Dans les monts du Chaillu du Gabon central, le bwete est un rituel majeur d'initiation collective masculine. Les Pygmées Babongo y sont initiés au même titre que leurs voisins non-pygmées Mitsogo et Masangu qui en seraient les fondateurs. Les nombreuses séquences rituelles qui y mettent en scène des pans de l'origine du rituel ainsi que de l'humanité sont sous l'autorité d'un initié particulier nommé povi. En revanche, la séquence migonji du même rituel est largement considérée comme un divertissement exempt de secret initiatique. Au cours de cette séquence publique, des ancêtres costumés viennent danser dans la cour du village, au son des chants responsoriaux (alternance soliste/chœur) exécutés par l'ensemble des participants, hommes initiés et femmes non-initiées, hôtes comme invités. Tout initié peut y entonner un chant et les solistes se succèdent. Du fait de leur statut d'initiés, les Babongo participent légitimement à cette séquence comme à l'ensemble du rituel. Inversement, leur présence n'est pas indispensable à son exécution. Lorsque le rituel est organisé par des hôtes Mitsogo ou Masangu néanmoins, les Babongo sont fréquemment invités à mener cette séquence à laquelle ils se trouvent alors associés : « s'il y en a [des Pygmées] c'est mieux, c'est signe que la veillée sera encore plus réussie », me confiaient des initiés Mitsogo.

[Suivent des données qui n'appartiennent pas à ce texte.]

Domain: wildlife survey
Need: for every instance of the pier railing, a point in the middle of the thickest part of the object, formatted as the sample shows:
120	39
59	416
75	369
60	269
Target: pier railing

Dans cette communication, je propose de définir d'abord ce qu'est une performance réussie de la séquence migonji en la contrastant avec la notion de réussite propre aux autres séquences rituelles. Si la réussite de cette séquence migonji tient pour partie à des qualités techniques (vocales et instrumentales), elle tient au moins tout autant à la capacité des musiciens à susciter des émotions parmi les participants, à l'idée de profusion sonore (donnant à entendre la qualité du réseau relationnel de l'hôte) ainsi qu'à la notion de surprise. Cette dernière conduit à changer d'échelle d'observation et à considérer la performance dans sa récurrence et la circulation des musiques. Ensuite je montrerai comment l'expertise musicale des Babongo est à double-face : recherchée par les voisins non-pygmées et manifestation de l'engagement sincère des Babongo dans les rituels de leurs voisins, elle concourt à l'efficacité du rituel. Inversement, elle est attachée à des valeurs morales négatives ainsi qu'au divertissement rituel. Elle place ainsi les Babongo dans un statut ambigu d'initiés officieusement cadets depuis la perspective des voisins. Ce statut rapproche en définitive les Babongo pourtant initiés des femmes non-initiées. Il crée une catégorie fondée sur la distinction ethnique au sein d'un rituel qui différencie les personnes sur le critère du genre. Enfin, je montrerai comment ce statut ambigu et officieux au sein d'une séquence de divertissement est en réalité révélateur de la logique de la relation interethnique Pygmées/non-Pygmées.